Alexander Gordon-Brown asked this question on the Facebook group:
Not-so-hypothetical question*: If you acquired a large sum of money**, what would you do with it?
In the name of epistemic modesty, I want to start getting opinions on this. There is a boring 'donate it to the best place' option, closely followed by an equally-boring 'save it and donate it later' option. It may well be the case that the boring options win, as I think they do for smaller amounts. However, it seems plausible that some ideas have increasing returns as the amount grows.
For instance, one idea I've floated to myself is effectively running a public giving game of some kind. There are lots and lots of ways this could be structured, with different upsides and downsides. I have some thoughts on this specifically, but I'm really just canvassing for others' thoughts.
*I almost feel bad for spamming the main forum with this. I'm doing it anyway because I'm not going to be the only one with this decision, and it's recurring (for instance, this is the approximately the situation for every finance earning-to-give EA once a year).

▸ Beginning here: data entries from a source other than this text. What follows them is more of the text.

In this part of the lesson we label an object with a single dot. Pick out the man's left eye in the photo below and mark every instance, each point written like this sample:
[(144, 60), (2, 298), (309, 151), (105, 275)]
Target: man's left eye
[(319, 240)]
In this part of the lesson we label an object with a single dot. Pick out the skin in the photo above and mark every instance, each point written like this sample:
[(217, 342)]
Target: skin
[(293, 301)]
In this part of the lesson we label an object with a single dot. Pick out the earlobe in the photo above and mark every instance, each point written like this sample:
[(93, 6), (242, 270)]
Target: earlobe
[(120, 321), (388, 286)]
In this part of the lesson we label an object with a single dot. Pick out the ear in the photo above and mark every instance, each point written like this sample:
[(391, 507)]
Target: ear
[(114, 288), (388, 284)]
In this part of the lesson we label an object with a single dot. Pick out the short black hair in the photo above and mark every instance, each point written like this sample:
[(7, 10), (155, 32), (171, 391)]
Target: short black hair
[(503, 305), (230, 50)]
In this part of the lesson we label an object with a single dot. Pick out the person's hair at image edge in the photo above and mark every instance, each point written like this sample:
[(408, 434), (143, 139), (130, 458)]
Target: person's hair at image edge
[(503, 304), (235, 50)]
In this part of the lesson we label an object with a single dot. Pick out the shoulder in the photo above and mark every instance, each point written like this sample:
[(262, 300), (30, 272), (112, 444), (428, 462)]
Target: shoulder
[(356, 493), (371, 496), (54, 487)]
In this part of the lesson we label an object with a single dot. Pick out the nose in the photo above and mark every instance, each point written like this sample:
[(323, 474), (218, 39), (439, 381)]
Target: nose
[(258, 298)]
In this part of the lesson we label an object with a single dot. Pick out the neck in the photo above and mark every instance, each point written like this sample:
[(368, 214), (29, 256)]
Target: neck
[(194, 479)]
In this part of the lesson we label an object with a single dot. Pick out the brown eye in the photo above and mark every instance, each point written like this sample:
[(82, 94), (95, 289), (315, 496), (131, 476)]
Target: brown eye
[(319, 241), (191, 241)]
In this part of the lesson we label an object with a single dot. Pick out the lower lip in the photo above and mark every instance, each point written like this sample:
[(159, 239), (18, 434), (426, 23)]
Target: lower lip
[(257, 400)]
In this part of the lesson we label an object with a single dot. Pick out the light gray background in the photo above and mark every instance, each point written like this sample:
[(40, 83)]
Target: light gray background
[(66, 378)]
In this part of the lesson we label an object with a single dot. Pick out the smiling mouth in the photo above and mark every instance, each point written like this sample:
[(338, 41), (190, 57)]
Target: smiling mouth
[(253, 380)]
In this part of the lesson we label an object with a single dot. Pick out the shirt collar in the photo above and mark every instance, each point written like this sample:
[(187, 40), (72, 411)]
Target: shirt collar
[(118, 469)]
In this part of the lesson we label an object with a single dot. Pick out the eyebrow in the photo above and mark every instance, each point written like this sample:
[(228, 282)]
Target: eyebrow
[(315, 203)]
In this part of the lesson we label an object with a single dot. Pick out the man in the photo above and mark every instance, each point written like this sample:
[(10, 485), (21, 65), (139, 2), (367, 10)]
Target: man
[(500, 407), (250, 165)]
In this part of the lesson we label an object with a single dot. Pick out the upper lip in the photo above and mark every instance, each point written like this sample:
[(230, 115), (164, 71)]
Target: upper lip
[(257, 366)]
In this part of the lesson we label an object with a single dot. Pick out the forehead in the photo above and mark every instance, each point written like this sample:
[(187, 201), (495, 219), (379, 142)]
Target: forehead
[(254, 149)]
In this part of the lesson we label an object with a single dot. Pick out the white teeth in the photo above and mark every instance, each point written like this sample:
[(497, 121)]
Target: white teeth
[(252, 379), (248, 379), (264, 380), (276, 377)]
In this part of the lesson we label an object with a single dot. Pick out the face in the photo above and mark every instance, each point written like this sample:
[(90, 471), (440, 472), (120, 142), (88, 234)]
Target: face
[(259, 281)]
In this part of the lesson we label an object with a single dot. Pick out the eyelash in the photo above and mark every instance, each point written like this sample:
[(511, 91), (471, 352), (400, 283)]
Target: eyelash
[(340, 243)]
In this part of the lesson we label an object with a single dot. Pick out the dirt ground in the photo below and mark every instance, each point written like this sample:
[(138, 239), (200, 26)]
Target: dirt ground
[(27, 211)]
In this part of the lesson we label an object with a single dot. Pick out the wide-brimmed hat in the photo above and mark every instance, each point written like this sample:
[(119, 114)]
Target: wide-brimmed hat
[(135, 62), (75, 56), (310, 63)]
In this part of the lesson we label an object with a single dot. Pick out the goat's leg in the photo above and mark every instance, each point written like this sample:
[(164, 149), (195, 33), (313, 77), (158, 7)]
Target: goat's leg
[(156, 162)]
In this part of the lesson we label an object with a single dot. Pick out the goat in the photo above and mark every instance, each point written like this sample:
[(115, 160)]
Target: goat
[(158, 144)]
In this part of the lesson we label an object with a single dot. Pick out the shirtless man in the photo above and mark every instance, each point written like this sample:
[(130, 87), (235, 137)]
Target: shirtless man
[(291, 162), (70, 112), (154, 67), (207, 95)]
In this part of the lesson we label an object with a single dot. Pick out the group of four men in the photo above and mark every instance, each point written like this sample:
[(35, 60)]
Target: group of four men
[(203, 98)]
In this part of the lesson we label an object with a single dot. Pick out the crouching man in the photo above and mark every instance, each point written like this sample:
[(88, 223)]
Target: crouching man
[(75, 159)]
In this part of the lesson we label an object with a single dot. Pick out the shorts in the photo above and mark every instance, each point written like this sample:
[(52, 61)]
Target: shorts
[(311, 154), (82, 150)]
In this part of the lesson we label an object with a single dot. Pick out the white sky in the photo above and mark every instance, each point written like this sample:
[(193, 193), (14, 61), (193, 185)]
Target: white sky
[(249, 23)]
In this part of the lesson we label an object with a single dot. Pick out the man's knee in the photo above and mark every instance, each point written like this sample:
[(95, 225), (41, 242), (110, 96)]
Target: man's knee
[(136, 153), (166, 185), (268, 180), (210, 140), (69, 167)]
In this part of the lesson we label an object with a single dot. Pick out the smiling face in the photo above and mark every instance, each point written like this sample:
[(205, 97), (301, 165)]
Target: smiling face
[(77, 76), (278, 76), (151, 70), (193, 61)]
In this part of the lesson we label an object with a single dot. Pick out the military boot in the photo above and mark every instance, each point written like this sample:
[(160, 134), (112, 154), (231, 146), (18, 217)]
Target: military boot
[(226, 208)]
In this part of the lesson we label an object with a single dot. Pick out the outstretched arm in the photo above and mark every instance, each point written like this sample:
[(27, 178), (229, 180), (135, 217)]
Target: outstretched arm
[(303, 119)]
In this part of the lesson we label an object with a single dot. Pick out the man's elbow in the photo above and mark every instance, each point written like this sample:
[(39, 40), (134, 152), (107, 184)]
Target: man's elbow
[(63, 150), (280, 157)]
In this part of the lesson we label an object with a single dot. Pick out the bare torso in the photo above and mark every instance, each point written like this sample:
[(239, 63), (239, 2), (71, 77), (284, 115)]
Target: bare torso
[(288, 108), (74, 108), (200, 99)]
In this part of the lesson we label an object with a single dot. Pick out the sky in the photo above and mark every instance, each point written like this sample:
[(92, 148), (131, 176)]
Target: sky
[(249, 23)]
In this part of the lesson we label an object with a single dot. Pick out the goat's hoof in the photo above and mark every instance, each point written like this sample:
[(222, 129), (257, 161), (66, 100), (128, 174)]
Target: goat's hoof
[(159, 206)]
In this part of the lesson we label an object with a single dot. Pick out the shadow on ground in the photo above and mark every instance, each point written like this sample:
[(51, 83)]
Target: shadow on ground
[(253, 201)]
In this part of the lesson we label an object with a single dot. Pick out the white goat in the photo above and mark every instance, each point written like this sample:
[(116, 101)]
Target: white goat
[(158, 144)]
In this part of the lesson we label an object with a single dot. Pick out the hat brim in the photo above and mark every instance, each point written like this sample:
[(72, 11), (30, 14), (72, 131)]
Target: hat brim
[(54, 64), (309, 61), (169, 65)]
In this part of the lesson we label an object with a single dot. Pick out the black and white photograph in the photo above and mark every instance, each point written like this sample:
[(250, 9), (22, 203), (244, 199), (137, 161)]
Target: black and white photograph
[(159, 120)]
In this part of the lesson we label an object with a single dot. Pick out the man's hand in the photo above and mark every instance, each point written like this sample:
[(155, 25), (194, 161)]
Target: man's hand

**I want to put exact amounts to one side, but lets say between $20,000 and $200,000 for the sake of grounding the discussion.
This question sounded like it would be easier to answer with threading and upvotes! Post your ideas for what a large EA funder might want to do below.
Note: Please post one suggestion per comment so that upvotes can be used as precisely as possible. Thanks!
I basically believe the efficient market hypothesis, but the inference/implication here doesn't seem right to me.
The risk from investing in individual stocks rather than broad indices is pretty minor (and for philanthropic capital I think it is completely negligible), and if you accept the EMH the returns are the same. There are a number of other considerations (tax issues, small amounts of domain expertise or insight, hedging) that might lead one to purchase individual stocks instead. The amounts of money involved don't have to be too large before it starts to look worthwhile to be thinking about these issues.
This depends a lot on how many stocks you're buying, right? Or would you still make this claim if someone were buying < 10 stocks? < 5?